La pertinence de Clausewitz

Pour discuter de la pertinence de Clausewitz dans les conflits modernes, il est nécessaire de souligner deux problèmes: le premier est que Clausewitz n’a jamais cherché à établir une «théorie générale de la guerre» (Murray, 2011), ni à expliquer les conflits spécifiques qui ont l’âge ou créer un manuel pour ses collègues. En fait, son projet était beaucoup plus ambitieux, comme le dit Freedman (2011). Clausewitz avait l’intention de développer un cadre conceptuel qui capturait l’essence de la guerre pour les générations suivantes dans lesquelles ils pourront revenir afin de donner un sens à leurs propres conflits (Freedman, 2011, 86). On War est donc un projet ouvert; ce n’était pas une œuvre complète car la vie de son auteur s’est interrompue avant de la réviser. L’ambiguïté du texte qui a abouti à ses arguments incomplets, ses contradictions et ses incohérences, invite à plusieurs interprétations. C’est aussi la force du livre, comme le dit Hew Strachan, «c’est l’essence même et la raison de sa longévité. C’est un travail en cours. Sa nature inachevée ne devrait pas être une source de frustration mais de joie. » (Strachan in Gray, 2011) En amenant cette discussion à la guerre contemporaine, nous devons d’abord évaluer dans quelle mesure la guerre s’est transformée. Je dirais que la transformation est une exagération et qu’elle est basée sur une perception historique de la guerre. Comme indiqué ci-dessus, il est évident que la guerre a changé dans ses moyens avec la RMA, ses techniques connexes et son ampleur au fil du temps, comme nous pouvons le voir à partir des conflits qui se déroulent aujourd’hui au Moyen-Orient, par exemple. Néanmoins, il n’a pas changé dans son essence depuis la première guerre que les homo sapiens avaient menée; car elle est toujours menée pour les mêmes raisons matérielles et masquée par des idéologies religieuses ou laïques ou ethniques et alimentée par l’agression, la haine (voir Gat, 2006). La définition de la guerre de Clausewitz sert ce fait humain. Pour lui «La guerre n’est rien d’autre qu’un duel à plus grande échelle. D’innombrables duels composent la guerre… La guerre est donc un acte de force pour contraindre notre ennemi à faire sa volonté »(Clausewitz, 2008, p. 13). Imposer une volonté, c’est donc la pierre angulaire de la guerre en tant que conflit humain.

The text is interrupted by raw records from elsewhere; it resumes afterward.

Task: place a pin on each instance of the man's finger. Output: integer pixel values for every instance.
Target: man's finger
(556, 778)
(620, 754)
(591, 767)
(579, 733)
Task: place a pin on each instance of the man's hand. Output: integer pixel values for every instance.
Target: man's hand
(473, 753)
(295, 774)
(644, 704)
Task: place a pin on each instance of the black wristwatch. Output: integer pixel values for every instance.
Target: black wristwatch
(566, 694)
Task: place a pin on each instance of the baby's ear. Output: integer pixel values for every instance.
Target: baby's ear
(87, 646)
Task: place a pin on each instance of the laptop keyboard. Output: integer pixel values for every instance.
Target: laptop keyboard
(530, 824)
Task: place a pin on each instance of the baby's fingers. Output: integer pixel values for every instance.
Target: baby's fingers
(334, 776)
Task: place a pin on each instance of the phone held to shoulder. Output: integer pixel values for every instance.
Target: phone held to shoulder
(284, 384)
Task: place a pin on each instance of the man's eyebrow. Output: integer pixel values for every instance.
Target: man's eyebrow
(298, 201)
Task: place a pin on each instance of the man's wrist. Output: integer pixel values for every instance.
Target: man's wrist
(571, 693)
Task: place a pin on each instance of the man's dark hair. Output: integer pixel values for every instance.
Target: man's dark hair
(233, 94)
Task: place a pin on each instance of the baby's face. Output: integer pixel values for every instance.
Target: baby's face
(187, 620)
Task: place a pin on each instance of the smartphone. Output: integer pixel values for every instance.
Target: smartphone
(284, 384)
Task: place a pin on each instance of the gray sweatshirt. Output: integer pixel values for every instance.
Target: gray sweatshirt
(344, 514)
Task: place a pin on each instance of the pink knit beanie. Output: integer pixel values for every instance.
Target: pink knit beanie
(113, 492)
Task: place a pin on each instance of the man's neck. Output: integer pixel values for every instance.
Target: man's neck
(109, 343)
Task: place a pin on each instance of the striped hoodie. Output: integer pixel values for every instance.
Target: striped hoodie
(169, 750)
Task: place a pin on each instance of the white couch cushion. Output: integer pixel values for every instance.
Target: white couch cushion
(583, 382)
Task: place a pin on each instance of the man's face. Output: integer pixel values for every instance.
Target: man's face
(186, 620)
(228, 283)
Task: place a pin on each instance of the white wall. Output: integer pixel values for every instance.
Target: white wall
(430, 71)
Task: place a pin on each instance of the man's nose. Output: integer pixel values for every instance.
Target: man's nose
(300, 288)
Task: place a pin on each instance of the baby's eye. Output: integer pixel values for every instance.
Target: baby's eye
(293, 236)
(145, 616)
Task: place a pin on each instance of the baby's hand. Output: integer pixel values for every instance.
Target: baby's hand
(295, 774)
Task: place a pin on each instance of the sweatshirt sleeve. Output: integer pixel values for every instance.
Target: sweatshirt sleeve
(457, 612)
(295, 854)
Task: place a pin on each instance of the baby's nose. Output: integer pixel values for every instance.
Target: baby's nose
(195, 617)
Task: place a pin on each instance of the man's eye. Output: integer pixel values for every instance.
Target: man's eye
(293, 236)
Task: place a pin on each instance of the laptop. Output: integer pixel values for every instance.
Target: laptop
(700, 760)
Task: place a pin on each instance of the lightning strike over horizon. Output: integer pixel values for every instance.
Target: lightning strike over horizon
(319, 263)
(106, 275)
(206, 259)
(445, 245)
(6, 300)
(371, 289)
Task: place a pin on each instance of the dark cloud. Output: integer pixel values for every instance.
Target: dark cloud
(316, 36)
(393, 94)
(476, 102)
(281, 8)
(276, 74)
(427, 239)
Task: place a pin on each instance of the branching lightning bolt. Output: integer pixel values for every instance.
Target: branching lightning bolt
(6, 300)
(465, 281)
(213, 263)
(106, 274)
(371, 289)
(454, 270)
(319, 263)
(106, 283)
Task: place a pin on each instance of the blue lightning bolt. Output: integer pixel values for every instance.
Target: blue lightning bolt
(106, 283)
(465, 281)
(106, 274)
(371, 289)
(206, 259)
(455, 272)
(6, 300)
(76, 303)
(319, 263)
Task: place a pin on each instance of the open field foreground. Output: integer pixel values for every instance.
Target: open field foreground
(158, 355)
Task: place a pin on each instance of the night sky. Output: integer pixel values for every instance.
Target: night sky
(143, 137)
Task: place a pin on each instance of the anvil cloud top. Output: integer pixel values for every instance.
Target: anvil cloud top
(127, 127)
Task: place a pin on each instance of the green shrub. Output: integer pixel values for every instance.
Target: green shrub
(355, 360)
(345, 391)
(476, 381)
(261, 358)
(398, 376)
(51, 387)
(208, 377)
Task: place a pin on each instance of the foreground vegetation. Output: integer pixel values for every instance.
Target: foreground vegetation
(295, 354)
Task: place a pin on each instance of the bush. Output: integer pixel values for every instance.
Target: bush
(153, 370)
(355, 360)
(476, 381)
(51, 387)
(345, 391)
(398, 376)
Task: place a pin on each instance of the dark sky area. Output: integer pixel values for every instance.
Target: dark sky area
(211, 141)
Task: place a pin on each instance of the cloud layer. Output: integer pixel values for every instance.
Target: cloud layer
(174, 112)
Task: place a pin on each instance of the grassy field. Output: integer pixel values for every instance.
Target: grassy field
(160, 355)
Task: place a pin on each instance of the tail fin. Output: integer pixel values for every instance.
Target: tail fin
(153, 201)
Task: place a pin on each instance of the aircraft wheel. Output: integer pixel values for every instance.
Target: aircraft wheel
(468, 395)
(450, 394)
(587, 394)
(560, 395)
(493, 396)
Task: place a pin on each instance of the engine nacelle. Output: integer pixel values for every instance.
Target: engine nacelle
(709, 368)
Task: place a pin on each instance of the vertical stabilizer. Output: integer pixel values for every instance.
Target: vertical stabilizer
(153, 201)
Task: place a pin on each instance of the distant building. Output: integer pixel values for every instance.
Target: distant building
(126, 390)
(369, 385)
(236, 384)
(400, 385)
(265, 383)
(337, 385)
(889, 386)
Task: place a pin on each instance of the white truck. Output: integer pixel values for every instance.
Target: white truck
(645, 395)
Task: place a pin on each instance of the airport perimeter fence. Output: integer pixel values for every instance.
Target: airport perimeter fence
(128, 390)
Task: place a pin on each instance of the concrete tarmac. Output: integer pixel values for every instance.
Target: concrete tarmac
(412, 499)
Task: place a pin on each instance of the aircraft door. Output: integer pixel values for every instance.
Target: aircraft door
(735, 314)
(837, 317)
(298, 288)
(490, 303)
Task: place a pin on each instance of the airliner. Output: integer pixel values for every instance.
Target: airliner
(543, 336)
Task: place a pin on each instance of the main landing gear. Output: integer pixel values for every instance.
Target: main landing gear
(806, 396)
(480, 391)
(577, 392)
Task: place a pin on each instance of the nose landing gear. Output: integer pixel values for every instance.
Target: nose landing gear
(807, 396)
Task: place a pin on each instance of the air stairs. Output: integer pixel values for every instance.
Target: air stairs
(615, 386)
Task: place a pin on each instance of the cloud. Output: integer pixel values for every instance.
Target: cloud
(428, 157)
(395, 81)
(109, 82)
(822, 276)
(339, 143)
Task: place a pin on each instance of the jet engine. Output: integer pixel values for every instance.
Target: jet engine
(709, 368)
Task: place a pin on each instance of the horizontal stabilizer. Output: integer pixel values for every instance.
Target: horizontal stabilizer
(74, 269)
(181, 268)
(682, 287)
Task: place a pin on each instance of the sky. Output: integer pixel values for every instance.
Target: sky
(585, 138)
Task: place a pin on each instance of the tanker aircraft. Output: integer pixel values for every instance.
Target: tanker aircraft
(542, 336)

L’imposition de la volonté nécessite des objectifs prédéfinis. Clausewitz n’a pas pu percevoir la guerre sans objectifs (Hauser, 2010). Ces objectifs, par définition, se développent en dehors de la sphère militaire; ils sont de nature politique (Moran, 2007). Cela nous amène à son dicton célèbre et toujours controversé: «La guerre n’est pas simplement un acte politique, mais un véritable instrument politique, la continuation des relations politiques menées par d’autres moyens.» (Clausewitz, 1989, 87) Que Clausewitz entendait par politique ou politique Politik, il est clair qu’il a raisonné la guerre comme appartenant au domaine politique plus large, multilatéral et interactif (Bassford, 2007). Freedman (2011, p. 86) soutient que le point principal du dictum est que le fondement politique dissocie la guerre de la violence insensée, mais il ne propose pas que la guerre soit toujours une expression rationnelle de la politique, ou que le mouvement entre les deux royaumes est parfaitement défini. Alors que la stratégie consiste à rationaliser la guerre, elle est limitée par l’acuité de la confrontation et de la violence qui peuvent exacerber l’influence des émotions et du hasard. Néanmoins, il est essentiel de lier la guerre à la politique par la stratégie à la lumière des frictions clausewitziennes; sinon, ce sera fantasque et nihiliste. Selon les propres mots de Clausewitz, il conclut que: «Il est clair que la guerre ne doit jamais être considérée comme quelque chose d’autonome mais toujours comme un instrument de politique; sinon toute l’histoire de la guerre nous contredirait »(2008, 30).

Pour en revenir à ses critiques, le Politik de Clausewitz n’est pas un domaine défini de l’existence sociale. En fait, c’est une expression dynamique de volontés subjectives et intersubjectives. Par conséquent, même si les guerres d’aujourd’hui ont des objectifs culturels ou religieux, c’est la politisation de ces identités qui provoque des conflits. Même les conflits communautaires prémodernes ont une nature politique, car les communautés se débattaient pour les ressources et les valeurs.